Now you turn your gaze to the painful and difficult reality that exists on this island, in which the daily dramas of the Mediterranean are symbolically presented. First of all that of the thousands of families of refugees and migrants, coming from different parts of the world, in particular from the tormented Middle East, with which our island is confronted. Cyprus, in fact, is the first of the Mediterranean islands to experience the tragedy of thousands of migrants, fleeing war and poverty and stopping here, with no way out and no clear prospect for their future. Later, you will listen to some testimonies, which will present this reality in a certainly more effective way, because they are direct, personal and come from personal experience.

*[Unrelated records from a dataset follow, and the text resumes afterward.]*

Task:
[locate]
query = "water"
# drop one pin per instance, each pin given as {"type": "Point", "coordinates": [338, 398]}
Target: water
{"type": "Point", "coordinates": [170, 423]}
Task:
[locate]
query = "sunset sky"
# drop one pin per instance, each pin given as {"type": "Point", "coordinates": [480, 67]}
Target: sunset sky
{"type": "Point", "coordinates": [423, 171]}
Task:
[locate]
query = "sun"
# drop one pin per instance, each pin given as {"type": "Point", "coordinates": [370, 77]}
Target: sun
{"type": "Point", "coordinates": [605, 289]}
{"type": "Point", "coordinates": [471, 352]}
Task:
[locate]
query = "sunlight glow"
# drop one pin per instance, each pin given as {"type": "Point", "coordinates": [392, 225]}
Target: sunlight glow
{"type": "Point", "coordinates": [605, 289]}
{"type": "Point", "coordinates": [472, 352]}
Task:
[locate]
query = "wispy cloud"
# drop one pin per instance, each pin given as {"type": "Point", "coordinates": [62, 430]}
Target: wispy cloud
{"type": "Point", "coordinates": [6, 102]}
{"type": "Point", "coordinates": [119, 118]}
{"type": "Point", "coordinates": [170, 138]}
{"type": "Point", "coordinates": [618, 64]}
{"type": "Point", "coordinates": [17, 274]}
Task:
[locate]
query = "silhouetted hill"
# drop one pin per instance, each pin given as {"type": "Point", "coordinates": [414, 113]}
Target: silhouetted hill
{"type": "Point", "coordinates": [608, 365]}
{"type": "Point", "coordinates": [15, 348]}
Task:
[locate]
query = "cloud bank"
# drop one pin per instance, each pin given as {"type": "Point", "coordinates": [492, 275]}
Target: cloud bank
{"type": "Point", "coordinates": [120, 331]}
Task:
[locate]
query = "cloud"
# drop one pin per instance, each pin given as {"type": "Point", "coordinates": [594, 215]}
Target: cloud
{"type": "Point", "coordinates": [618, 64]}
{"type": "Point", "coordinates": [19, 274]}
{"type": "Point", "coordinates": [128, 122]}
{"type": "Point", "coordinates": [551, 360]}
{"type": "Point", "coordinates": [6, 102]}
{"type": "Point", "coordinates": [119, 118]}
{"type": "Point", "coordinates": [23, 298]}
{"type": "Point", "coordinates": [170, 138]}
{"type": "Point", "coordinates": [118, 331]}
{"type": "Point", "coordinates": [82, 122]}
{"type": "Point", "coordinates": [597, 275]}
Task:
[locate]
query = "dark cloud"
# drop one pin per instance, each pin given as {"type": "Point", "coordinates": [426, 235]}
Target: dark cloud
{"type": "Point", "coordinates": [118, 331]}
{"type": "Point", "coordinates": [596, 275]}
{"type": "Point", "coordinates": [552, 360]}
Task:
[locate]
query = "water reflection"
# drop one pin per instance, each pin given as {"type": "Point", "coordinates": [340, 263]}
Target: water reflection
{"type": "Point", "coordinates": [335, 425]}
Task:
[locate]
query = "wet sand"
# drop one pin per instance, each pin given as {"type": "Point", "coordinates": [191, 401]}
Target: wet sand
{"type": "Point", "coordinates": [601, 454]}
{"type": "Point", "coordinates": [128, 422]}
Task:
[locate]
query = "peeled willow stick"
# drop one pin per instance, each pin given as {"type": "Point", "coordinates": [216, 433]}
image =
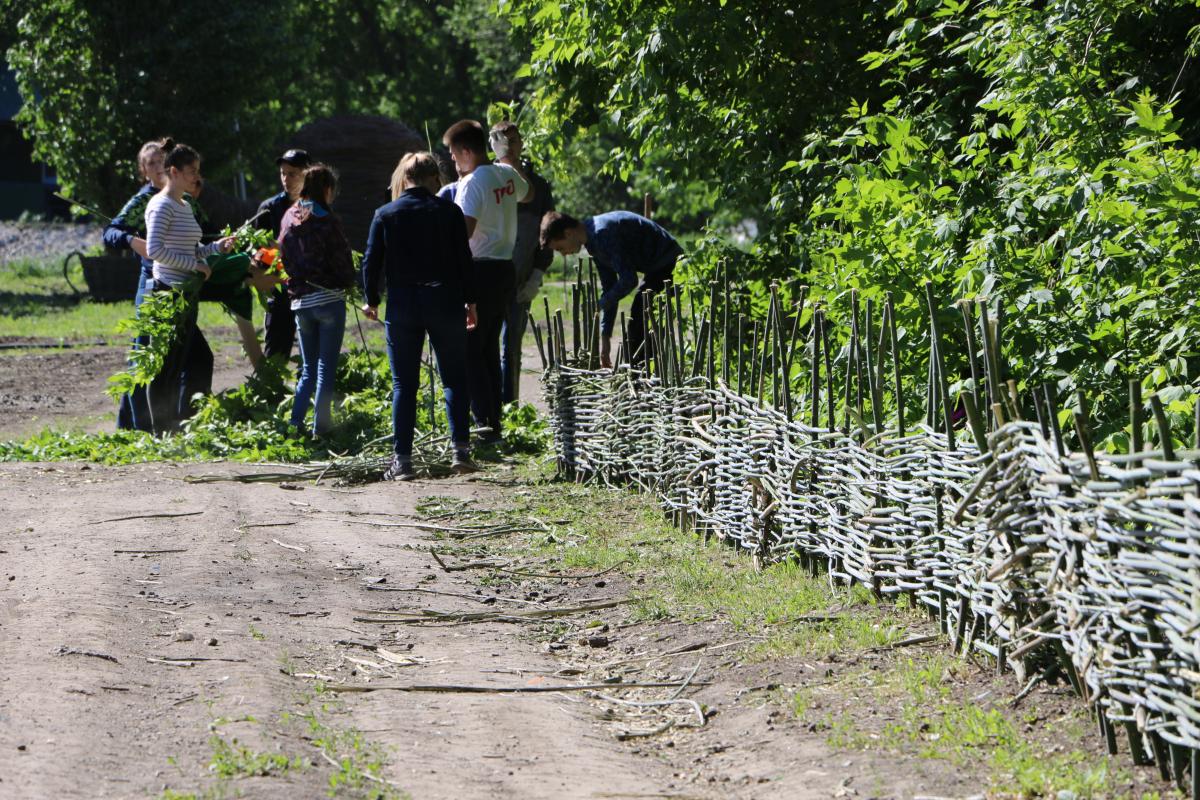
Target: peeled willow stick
{"type": "Point", "coordinates": [815, 370]}
{"type": "Point", "coordinates": [1085, 435]}
{"type": "Point", "coordinates": [972, 349]}
{"type": "Point", "coordinates": [725, 328]}
{"type": "Point", "coordinates": [576, 335]}
{"type": "Point", "coordinates": [990, 364]}
{"type": "Point", "coordinates": [895, 364]}
{"type": "Point", "coordinates": [1053, 413]}
{"type": "Point", "coordinates": [978, 431]}
{"type": "Point", "coordinates": [742, 330]}
{"type": "Point", "coordinates": [831, 390]}
{"type": "Point", "coordinates": [881, 348]}
{"type": "Point", "coordinates": [1164, 427]}
{"type": "Point", "coordinates": [942, 386]}
{"type": "Point", "coordinates": [537, 338]}
{"type": "Point", "coordinates": [851, 359]}
{"type": "Point", "coordinates": [712, 349]}
{"type": "Point", "coordinates": [873, 371]}
{"type": "Point", "coordinates": [1137, 444]}
{"type": "Point", "coordinates": [754, 359]}
{"type": "Point", "coordinates": [858, 358]}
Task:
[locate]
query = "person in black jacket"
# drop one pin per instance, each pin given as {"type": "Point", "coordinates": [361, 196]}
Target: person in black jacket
{"type": "Point", "coordinates": [321, 269]}
{"type": "Point", "coordinates": [529, 259]}
{"type": "Point", "coordinates": [419, 244]}
{"type": "Point", "coordinates": [127, 230]}
{"type": "Point", "coordinates": [280, 323]}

It is a reality that we do not talk about, except at certain particularly dramatic moments; it is hidden from the eyes of the majority of the population. But no matter how much you want to keep her silent, she strikes the eyes of anyone who is paying attention to what is going on around them. We are talking about thousands of people here, who cannot remain invisible.
The drama of these people reminds us that the phenomenon of migration is not a local phenomenon, it does not concern any nation independently: neither Cyprus, nor the Middle East, nor North Africa, nor Greece, nor Turkey, neither Italy, nor Poland. It is a global phenomenon, which is present everywhere and which requires global responses, and about which the international community cannot fail to question itself. History teaches us that erecting barriers is never the solution, for barriers represent fear, erase any promise of the future, and underscore our lack of vision. It is this vision that is sorely lacking here and in the rest of the world. The countries of the first world cannot ignore that their future also depends on the answer to this serious problem. The future of Europe is played out in the Mediterranean, where not only the sources of energy and wealth, but also the human resources, the people and the populations, which we must face and without whom there will be no of development, no future.
Holy Father, you have said it rightly and on several occasions, our social, economic and development models must necessarily be rethought. They produce wealth for some and poverty for many, they cause a growing problem of pollution and migration of thousands – perhaps millions – of people, behind each of whom lie enormous family and personal tragedies, which do not not the headlines, but which deeply marked their lives.
Our Church is obviously not in a position to influence these huge processes, but it can listen to the voices of these people, give them a face and a name. This is our mission: to restore their dignity and identity to people whom many might prefer not to see or meet, but who exist, are real and await our response. It is the Lord himself, through them, who knocks at our door, who turns his gaze towards us, who questions our conscience. We cannot ignore it, we cannot be silent.
I would like to take this opportunity to thank the many volunteers, lay and religious, Cypriots and from all over the world, who dedicate themselves here to support the migrants on this island. Thanks to you, they find a place to be heard and supported.
thank you for wishing to be with us again, thank you for sharing with us and for your testimony of listening and peace. We wish you a successful continuation of your pilgrimage around the Mediterranean.
We accompany you with our prayers, with our gratitude for this brief but intense visit, for the words you have transmitted to us and for the path you have indicated to us.